When I was a boy in  the 1950's, I took great pleasure from collecting empty pop and milk bottles and returning them to the local shop and to the milkman, to recoup the 2d deposit on the bottle. Many an idle hour was devoured searching out used Corona bottles or Davenport's beer containers and collecting the cash they returned. 


I was reminded of this episode in my life most recently on a trip to visit my Swedish friends, Carina and Ragnar, in Stockholm. It is a weekly chore for Ragnar to return their empty plastic bottles to the local supermarket, where once pushed through a hole in the wall, the cash machine gives up a couple of Krona for each receptacle falling into the skip at the rear of the store. Queues of Swedish youngsters join the daily queue of shoppers recycling bottles for money. I gather it's the same across other European countries, so why not in the UK?


Billions of plastic drinks bottles are being dumped onto our streets, in our hedgerows, and parks and across our 'green and pleasant' land. Every week my local 'litter pick' finds bottles of all shapes and sizes lurking in noticeable places. No wonder Britain has failed to hit its recycling targets! Government targets should have seen about three-quarters of plastic bottles recycled by this year.
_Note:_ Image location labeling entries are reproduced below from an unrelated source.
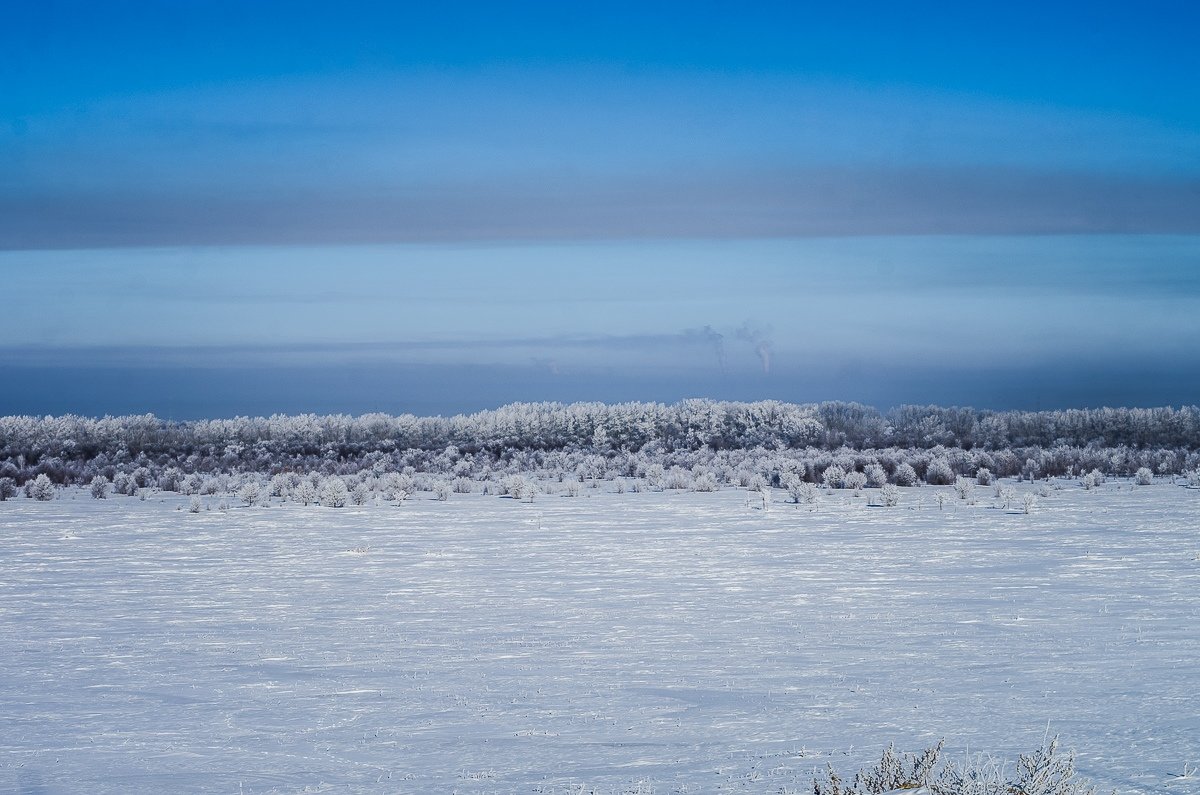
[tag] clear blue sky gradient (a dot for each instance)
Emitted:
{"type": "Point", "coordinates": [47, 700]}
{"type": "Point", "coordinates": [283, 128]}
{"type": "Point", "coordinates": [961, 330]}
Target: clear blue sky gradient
{"type": "Point", "coordinates": [994, 203]}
But the actual figure, based on council rubbish and bin collections, is less than 60%. This means that 15 million plastic bottles a day are dumped on our streets, beaches and in our countryside after being used only once. An average household uses 500 plastic bottles a year, but recycles only about half. Millions of bottles blight our landscape and threatening wildlife, while those plastics that go into normal bins are buried in landfill dumps and take 450 years to degrade.

We need a deposit refund system like most other European countries! Unsurprisingly, the idea has been rejected by the British Soft Drinks Association, which claims it would not reduce litter. How can they wash their hands of their responsibility for churning out millions of plastic bottles? They have a responsibility, like the rest of us, for reducing their plastic footprint. There is no doubt that deposit-refund schemes work, as I have seen in Sweden. They've increased collection rates of drinks containers to over 98%. So we could do the same. Look how the plastic bag charges have reduced littering! A refund scheme for plastic bottles has to be the next step.


The real reason the drinks companies are against this recycling system is that they fear it will hurt their profits. A deposit scheme would add between 10p and 15p to the price of a container. This would be refunded when it was taken back to the shop or vending machine, similar to the Swedish version I saw in a Stockholm supermarket. However, the soft drinks industry is reported as saying that they prefer to support and promote kerbside recycling and anti-littering initiatives, which they say has raised recycling rates of plastic bottles to nearly 60%

Meanwhile, Defra, the UK Government's environmental agency, says that there are 'no plans' for a bottle deposit scheme as Britain was beating EU targets on plastic recycling. MPs are looking at a new UK litter strategy to tackle the blight caused by plastic bottles, but I doubt this will include a deposit scheme.


There is no doubt that the charges made on consumers for plastic bags has had success and shown emphatically that the British people will get behind these schemes. So why doesn't one drinks manufacturer take the bold step of introducing a plastic bottle deposit-refund scheme. Others will soon follow!